I use the Sun System Econo Cool Reflector which looks to be exactly the same...That reflector rocks man, if you are worried about grow room temps this is what you need.  However it will need some help, ducting and flow thru ventilation is a must.  I have a squirrel cage fan sucking out and a cheap cyclone fan bringing air in.  I can keep it pretty close to the tops of the plants without any heat stress thanks to the glass shield and flow thru venting, and it got my room temps down almost 20'F...so I definitely say yes, they will make your setup a little more pricey but if you can afford it, it is worth it.  Peace Out and GG!


----------



## Dr.GreenThumb (Jul 9, 2006)

Yea its defently worth the $$$, IF you have good ventilation like already said. Its HUGE, just fits in the grow space that I have.
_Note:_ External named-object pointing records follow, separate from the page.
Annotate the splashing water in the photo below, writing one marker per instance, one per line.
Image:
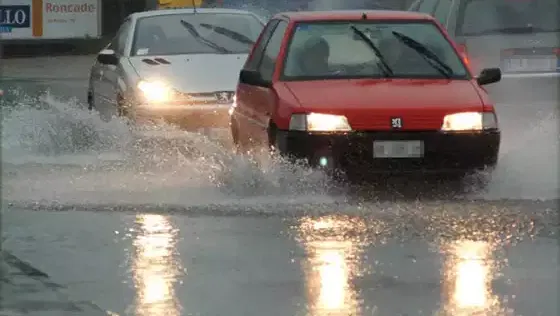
(57, 151)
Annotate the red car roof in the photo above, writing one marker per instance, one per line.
(354, 15)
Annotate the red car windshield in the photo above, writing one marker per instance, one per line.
(486, 17)
(358, 49)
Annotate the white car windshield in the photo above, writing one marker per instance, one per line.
(486, 17)
(358, 49)
(195, 33)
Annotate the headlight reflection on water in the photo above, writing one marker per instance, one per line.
(155, 268)
(469, 269)
(331, 265)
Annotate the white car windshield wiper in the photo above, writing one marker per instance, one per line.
(229, 33)
(427, 54)
(203, 40)
(387, 71)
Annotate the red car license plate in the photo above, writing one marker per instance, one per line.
(398, 149)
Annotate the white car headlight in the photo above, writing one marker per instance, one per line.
(155, 91)
(316, 122)
(469, 121)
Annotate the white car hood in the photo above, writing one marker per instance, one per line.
(193, 73)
Due to the square shape it seems to have a better coverage area as far as light is concerned compared to the rectangluar ones....


----------



## Dr.GreenThumb (Jul 9, 2006)

THE 420 ONE said:
			
		

> how muchh???? very interested


 
Approx $190.00


----------



## astra007 (Jul 17, 2006)

these babies are great; i opted for the glass tube type as you can run them in-line taking up less overhead space.  tubes were 205.00 canadian and come with a bat wing type reflector shaped like a wide horse-shoe, flared outwards at the bottom to direct most of the light downwards.


----------



## DillaWilla (Jul 17, 2006)

I know exactly what your talking about and have heard good things about the cool tubes as well...Good Luck with your grow!


----------



## JohnAcres (Jul 18, 2006)

I have the Cool Sun currently and it was worth the money. Without the 6" ducting my plants would be fried. You can also use the 6" ducting to hook up many lights if needed.


----------